Wednesday, November 23, 2011

Crossing Cultures: EECWTC2C

Today a friend said that he had just been through a presentation of Creation to Christ with a local. When the local friend did not say they wanted to believe, our friend wondered. In our conversation, he was asking himself whether or not it was appropriate for him to simply stop meeting with this person, in fear that time spent with him might be less time spent with more receptive local friends.


Questions: What if faith is actually very near this person? What if he needs some more time? Our friend is learning the local language, what if he misunderstood some important questions that this local person had about Christ or His story?


We know that there are examples in Scripture of where Jesus did tell His disciples to move on; when there was rejection of the Gospel in some of the towns He had sent them to, for example.


How do we know for sure if God’s telling us to move on and find new local friends to share faith with, and should we stop being friends with lost people, ever?


I’ve been trained in EE and CWT and have even been part of writing other such presentations of the Gospel, tools to be used in calling people to faith and repentance, and in training others to do the same.


But I think we are wrong when we see C2C or any other tool simply as a filter to find receptive people.
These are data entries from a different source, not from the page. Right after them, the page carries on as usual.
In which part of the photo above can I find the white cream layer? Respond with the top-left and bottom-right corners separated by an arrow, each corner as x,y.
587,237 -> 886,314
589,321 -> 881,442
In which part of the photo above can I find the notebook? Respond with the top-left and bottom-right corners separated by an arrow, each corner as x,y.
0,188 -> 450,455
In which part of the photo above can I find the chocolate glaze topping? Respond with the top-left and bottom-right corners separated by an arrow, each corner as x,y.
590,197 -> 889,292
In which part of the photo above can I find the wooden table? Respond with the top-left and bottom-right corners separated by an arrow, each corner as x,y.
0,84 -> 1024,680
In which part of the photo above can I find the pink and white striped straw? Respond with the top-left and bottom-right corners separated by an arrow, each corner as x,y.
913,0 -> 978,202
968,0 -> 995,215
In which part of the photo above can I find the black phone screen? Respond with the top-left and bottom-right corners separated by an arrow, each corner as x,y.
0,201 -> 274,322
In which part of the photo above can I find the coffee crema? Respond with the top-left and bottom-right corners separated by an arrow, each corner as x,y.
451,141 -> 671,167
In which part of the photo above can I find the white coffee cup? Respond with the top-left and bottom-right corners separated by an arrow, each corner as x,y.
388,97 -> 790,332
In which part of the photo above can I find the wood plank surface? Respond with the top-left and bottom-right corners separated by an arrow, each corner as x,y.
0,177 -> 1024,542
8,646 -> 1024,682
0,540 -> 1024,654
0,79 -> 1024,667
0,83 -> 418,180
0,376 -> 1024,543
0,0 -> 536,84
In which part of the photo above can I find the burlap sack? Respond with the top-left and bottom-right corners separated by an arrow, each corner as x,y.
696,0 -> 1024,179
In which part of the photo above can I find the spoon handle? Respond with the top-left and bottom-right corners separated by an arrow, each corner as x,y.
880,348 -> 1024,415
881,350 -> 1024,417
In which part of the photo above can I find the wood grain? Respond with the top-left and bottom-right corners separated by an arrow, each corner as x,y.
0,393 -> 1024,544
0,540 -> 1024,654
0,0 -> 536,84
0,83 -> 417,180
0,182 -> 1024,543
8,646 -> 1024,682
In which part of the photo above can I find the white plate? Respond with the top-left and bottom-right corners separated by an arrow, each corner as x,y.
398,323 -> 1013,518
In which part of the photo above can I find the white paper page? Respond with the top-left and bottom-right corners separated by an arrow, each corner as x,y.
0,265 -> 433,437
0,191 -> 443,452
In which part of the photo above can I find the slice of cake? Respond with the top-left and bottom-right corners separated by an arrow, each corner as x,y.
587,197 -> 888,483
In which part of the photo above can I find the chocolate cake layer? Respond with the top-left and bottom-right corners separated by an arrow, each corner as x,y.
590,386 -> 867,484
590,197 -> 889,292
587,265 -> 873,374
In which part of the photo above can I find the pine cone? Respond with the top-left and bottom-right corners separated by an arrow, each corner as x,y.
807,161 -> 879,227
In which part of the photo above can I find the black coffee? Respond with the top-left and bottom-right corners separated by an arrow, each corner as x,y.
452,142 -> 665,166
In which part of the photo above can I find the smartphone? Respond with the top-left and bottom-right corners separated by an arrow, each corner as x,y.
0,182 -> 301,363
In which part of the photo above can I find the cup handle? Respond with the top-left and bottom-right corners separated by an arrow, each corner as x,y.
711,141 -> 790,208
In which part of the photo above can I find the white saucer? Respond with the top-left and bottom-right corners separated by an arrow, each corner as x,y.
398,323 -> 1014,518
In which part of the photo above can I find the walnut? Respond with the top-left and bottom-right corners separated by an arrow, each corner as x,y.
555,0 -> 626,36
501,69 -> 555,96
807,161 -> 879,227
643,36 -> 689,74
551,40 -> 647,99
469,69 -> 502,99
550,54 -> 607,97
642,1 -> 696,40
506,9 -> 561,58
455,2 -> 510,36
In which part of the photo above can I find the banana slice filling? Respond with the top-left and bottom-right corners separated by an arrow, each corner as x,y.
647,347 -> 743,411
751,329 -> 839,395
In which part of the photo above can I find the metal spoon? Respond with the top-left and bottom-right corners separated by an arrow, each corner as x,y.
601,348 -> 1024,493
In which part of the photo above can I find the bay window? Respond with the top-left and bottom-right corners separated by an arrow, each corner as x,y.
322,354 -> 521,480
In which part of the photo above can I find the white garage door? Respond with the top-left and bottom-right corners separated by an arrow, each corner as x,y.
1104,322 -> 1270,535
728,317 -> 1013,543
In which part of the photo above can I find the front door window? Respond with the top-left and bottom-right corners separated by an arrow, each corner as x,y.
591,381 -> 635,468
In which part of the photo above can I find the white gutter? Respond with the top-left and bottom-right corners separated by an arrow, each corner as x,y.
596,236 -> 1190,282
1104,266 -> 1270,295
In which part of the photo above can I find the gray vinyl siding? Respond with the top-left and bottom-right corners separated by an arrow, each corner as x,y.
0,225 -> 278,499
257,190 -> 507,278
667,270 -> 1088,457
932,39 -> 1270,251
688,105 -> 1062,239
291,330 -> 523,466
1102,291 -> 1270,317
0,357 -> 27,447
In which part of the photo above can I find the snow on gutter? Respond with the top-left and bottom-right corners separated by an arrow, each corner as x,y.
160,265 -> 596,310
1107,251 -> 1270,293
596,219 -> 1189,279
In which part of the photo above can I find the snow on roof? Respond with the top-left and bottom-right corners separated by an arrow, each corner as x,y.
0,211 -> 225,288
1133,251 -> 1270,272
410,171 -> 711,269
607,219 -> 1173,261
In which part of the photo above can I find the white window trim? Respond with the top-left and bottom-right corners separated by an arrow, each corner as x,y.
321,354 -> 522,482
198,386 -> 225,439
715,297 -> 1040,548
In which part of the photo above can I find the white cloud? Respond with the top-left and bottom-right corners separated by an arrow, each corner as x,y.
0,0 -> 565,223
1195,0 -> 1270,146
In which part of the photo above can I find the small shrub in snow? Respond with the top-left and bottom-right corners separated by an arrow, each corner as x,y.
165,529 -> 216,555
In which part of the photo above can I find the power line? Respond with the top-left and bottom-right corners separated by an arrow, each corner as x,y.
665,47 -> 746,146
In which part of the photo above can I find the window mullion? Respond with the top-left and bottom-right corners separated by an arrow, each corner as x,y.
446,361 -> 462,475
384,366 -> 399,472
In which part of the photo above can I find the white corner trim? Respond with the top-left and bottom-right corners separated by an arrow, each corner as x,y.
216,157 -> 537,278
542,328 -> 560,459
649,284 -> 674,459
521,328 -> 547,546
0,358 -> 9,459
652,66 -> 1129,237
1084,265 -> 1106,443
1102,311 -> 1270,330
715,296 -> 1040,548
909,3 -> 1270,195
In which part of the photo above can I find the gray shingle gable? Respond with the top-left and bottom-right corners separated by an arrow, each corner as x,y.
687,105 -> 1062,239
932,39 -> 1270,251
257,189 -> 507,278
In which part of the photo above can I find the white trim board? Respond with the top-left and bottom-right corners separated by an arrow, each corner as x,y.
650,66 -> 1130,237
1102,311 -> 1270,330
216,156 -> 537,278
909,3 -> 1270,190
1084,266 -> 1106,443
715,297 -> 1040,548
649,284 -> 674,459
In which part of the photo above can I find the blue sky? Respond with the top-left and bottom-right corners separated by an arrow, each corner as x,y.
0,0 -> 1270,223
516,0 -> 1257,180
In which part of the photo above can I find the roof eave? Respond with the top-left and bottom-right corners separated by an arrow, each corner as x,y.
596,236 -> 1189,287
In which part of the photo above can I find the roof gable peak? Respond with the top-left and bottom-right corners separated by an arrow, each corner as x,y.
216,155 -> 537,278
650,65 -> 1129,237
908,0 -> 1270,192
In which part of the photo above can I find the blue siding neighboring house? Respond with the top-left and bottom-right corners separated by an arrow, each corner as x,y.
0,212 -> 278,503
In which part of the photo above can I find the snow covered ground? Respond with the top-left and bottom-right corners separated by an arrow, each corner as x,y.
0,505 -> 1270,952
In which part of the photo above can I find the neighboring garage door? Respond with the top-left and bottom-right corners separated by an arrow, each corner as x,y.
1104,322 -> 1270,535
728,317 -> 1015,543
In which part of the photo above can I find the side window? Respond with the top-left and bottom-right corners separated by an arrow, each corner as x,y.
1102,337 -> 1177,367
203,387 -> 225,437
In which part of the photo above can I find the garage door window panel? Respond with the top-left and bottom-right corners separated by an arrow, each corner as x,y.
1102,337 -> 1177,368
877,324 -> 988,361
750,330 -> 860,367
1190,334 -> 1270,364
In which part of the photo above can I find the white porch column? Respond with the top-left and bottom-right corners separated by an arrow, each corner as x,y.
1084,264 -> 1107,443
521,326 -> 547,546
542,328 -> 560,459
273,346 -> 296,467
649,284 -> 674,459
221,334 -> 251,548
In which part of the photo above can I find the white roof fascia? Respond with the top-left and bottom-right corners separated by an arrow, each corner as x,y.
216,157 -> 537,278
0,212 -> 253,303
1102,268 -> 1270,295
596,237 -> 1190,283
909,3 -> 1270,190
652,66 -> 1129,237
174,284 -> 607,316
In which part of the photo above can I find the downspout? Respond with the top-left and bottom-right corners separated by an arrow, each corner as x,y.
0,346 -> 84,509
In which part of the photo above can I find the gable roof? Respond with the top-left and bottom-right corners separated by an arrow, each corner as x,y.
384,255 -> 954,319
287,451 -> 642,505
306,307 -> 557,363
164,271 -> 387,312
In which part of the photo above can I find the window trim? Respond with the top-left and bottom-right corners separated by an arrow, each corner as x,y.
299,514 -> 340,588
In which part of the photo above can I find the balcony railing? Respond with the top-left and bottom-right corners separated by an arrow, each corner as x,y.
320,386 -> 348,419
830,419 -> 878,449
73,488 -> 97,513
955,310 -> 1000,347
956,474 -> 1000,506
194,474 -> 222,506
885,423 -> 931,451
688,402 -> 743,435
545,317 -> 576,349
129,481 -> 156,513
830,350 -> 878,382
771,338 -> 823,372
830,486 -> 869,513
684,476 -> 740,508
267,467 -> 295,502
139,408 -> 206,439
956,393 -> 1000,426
It should rather, I think, be used as a good resource, among many, to help us know how to dialogue about our faith better with local friends.


In discipleship, we have to have a level of language and cultural learning so that we can understand what questions our friends have about the Story, from creation to Christ, from questions about other religions, about the practical aspects of faith, about ancestors who have died apart from knowledge of Christ, about idols, and hundreds of other real life issues. And discipleship really begins, not at the point of conversion, but with lost people who are encountering the Biblical worldview for the first time.


If it’s hindering you from getting to really know people and making them followers of Christ, then throw away your canned Gospel presentations and start fresh with your Bible and God’s Spirit.


Saturday, November 12, 2011

Dinner table discipleship

I’m helping coach the International School’s girls’ basketball team. Local School Number Five defeated the girls today. I had this silly notion going into the game that Number Five would have an all-girls’ team, too. But while I was watching their team warm up, I was sure that at least three of their players were not girls. But then my wife, generally much more observant about such things than I am, informed me that at least one of the boys was wearing a bra.


We were talking about this at the dinner table tonight. I said, “Some boys need to wear a bra,” after which my son let out this really big, silly laugh-giggle. I was being naughty at the dinner table. It was worth that moment.


I like it when our family eats dinner together at night. We catch up on the day, what student friends of theirs did what, what teachers really bugged them. Our children are perfect, so I know that all the International School teachers are idiots, if my kids say they’re idiots. I could be biased toward my children.


But we’re communicating with each other, and almost always end up laughing together at the table about stuff that we probably wouldn’t talk about to anybody else outside our immediate family.


That’s not necessarily a bad thing. Family life gets pretty real, pretty raw, if real communication is taking place. We all see each other’s best and worst moments, our best and worst attitudes. Nothing’s really hidden. And, if we can’t love each other after all that, then it’s doubtful we’re going to be able to really love, unconditionally, the people in the world out there, like those bra-wearing boys from School Five.


Family is your first and best discipleship group. Who knows, but God, whom these kids are going to influence one day.

“Discipleship” is so crazy to define, because definitions are either way too complicated or far too simplistic.


But, I think if you look at Jesus, He got so close to a few friends, that His communication with them was raw, real, and open. They spent a lot of real-time hours together (as opposed to virtual, Facebook, Twitter, blogging hours), seeing each other’s responses to life with and around Jesus.


They were experiencing together the miraculous, as well as the everyday mundane stuff. But Jesus, the Creator and Sustainer of the whole Universe and all of life, was walking with them through it all.


So, I think that this level of interaction has to be the foundation of “making disciples”. There are no shortcuts.